Mr. Affleck, Movies Are Like Start-Ups

September 15, 2010

Last night I was lucky enough to be invited to “The Town” premier at Fenway Park.  I was surrounded by celebrities, sitting within 10 feet of Rebecca Hall, Jon Haam, Blake Lively, Jeremy Renner, Matt Damon, and Ben Affleck… pretty cool!  The movie was great, and the presentation at Fenway made the experience even sweeter.   I’ve been fortunate enough to attend two other movie premiers (“Spider-Man 3” and “The Boondock Saints II”), and each time it becomes more evident that creating a movie is fantastically similar to starting a company.

When starting a business an entrepreneur must find the equilibrium between the team, resources, and opportunity, while using the business plan to bring them all together.  Often the sequence is: entrepreneur identifies the opportunity, validates it with a proof of concept, creates a business plan, builds the best team possible and acquires the needed resources to pull it all off.  This is a very basic outline taken from the Timmons Model for Entrepreneurship.  Repeat entrepreneurs tend to have established relationships and reputations that attract stronger team members and easier access to resources (financial and other).  The process for producing a movie is very similar.

Movies always start with an opportunity.  One way to validate an opportunity in the film industry is to examine recent box office numbers for similar types of movies.  Using “The Town” as an example, Boston-based thrillers have been very popular over the past seven years; “Gone Baby Gone” (2007) grossed $35M*, “The Departed” (2006) grossed $290M*, and “Mystic River” (2003) grossed $156M*; being three years removed from the most recent Boston-based thriller the market seems primed for the newest entry.  With an opportunity identified the movie producer (the entrepreneur), must create the script (business plan), to obtain the resources and build a team.  “The Town” had many options for creating a script, but by using a proven concept as an outline, the award-winning novel “Prince of Thieves” by Chuck Hogan (winner of the 2005 Hammett Prize), the risk was lessened.  With an opportunity identified, a script in-hand, and a proof of concept, the producer must build a winning team to acquire the needed resources and make the script into a real live movie (similar to making a business plan into a real working company).  A producer that “attaches” a big Hollywood name to his script will attract other big names (building the team), which attracts resources.  If the producer, or another member of the founding team, is a big name (repeat entrepreneur) then the quality of the team and amount of resources available increases.  Imagine if you used your business plan to attract Bill Gates as a board member of your start-up, think about how easy it would be to build your team and obtain the necessary resources.  The same rings true for “The Town”, with Ben Affleck as a founding member of the team (he wrote the script and directed the film), attracting Blake Lively and Jon Haam (two very popular actors whose names on the billboard will simply attract fans) was not too difficult.  With the all-star talent line-up acquiring the needed resources ($37.5M according to Wikipedia) must have been relatively simple.  Following the sequential path for “The Town”, a seasoned entrepreneur (Ben Affleck), with a tested business plan (script based on an award winning novel), strong team (popular movie stars), and sufficient resources ($37.5M) the business (movie) now exists.

Even though I’ve pled my case that movies are similar to start-ups, bear-in-mind I’ve only examined the most basic elements of the relationship at their earliest stages.  Execution is key.  A business plan outlines the holistic nature of the company, while the script is only one element of the entire film process (which includes marketing, editing, distribution, etc.).
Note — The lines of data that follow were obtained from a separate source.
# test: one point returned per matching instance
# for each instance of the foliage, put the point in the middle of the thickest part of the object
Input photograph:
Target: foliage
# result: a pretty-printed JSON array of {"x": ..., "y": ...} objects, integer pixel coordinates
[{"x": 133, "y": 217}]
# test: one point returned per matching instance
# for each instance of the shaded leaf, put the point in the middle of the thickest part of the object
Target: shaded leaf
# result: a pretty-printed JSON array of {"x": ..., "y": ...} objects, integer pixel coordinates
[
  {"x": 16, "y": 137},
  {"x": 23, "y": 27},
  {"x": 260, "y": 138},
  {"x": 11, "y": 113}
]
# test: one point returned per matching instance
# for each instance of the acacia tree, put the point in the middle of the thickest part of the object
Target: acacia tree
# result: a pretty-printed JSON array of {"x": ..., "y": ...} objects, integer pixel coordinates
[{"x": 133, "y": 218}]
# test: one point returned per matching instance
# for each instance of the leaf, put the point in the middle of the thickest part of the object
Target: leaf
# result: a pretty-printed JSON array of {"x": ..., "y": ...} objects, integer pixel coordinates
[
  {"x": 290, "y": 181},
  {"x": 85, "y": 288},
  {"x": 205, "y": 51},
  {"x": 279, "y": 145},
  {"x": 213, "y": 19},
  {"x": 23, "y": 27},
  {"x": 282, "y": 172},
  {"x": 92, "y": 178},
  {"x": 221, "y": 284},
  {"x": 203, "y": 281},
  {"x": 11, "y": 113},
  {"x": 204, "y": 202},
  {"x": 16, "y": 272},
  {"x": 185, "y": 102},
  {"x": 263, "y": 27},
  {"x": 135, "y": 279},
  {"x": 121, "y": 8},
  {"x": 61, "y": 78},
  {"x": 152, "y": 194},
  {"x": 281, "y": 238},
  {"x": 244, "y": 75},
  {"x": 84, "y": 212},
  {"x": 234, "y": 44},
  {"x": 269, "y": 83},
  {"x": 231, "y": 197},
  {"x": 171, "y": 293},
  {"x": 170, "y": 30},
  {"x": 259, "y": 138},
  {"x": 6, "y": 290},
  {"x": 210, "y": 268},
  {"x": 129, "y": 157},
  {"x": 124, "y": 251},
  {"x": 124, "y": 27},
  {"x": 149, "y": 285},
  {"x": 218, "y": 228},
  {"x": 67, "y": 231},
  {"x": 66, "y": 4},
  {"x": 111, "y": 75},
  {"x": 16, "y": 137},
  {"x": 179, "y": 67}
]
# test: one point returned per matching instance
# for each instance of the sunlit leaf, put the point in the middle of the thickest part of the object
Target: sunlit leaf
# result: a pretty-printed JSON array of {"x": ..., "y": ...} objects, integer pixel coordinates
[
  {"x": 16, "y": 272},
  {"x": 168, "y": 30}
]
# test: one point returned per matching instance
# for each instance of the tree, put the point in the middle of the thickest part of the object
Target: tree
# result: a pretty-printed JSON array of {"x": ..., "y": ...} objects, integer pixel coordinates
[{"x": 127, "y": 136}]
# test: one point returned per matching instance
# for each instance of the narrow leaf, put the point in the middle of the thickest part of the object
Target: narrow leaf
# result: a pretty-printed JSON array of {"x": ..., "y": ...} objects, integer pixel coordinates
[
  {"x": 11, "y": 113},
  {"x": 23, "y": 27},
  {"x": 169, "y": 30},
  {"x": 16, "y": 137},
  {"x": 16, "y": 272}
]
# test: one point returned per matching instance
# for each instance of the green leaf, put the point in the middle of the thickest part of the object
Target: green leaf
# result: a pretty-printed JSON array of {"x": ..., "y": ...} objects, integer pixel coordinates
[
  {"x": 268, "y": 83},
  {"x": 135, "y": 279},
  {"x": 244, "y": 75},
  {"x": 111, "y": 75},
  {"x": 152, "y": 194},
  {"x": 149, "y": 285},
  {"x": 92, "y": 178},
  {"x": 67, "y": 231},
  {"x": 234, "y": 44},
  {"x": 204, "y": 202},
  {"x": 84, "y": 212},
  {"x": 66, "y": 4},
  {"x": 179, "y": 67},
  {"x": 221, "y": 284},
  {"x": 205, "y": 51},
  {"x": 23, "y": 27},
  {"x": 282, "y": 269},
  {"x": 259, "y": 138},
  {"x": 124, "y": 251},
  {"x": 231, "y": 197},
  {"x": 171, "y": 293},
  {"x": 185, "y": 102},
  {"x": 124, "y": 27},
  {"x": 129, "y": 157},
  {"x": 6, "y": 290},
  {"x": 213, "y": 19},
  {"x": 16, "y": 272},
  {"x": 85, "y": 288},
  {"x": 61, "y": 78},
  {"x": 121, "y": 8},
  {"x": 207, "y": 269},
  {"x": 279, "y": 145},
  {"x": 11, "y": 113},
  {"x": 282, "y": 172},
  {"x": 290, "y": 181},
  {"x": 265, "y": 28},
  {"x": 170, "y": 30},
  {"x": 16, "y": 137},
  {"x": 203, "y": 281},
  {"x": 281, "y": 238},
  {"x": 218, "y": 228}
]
I draw the similarities between start-ups and movies by viewing business plans and scripts as entrepreneur and producer’s tools to identify the opportunities, build winning teams, and obtain the necessary resources.  “The Town” was able to build itself in a similar fashion as a business, and like many businesses founded by serial entrepreneurs, I’d bet my money that Ben Affleck hits a homerun with this one!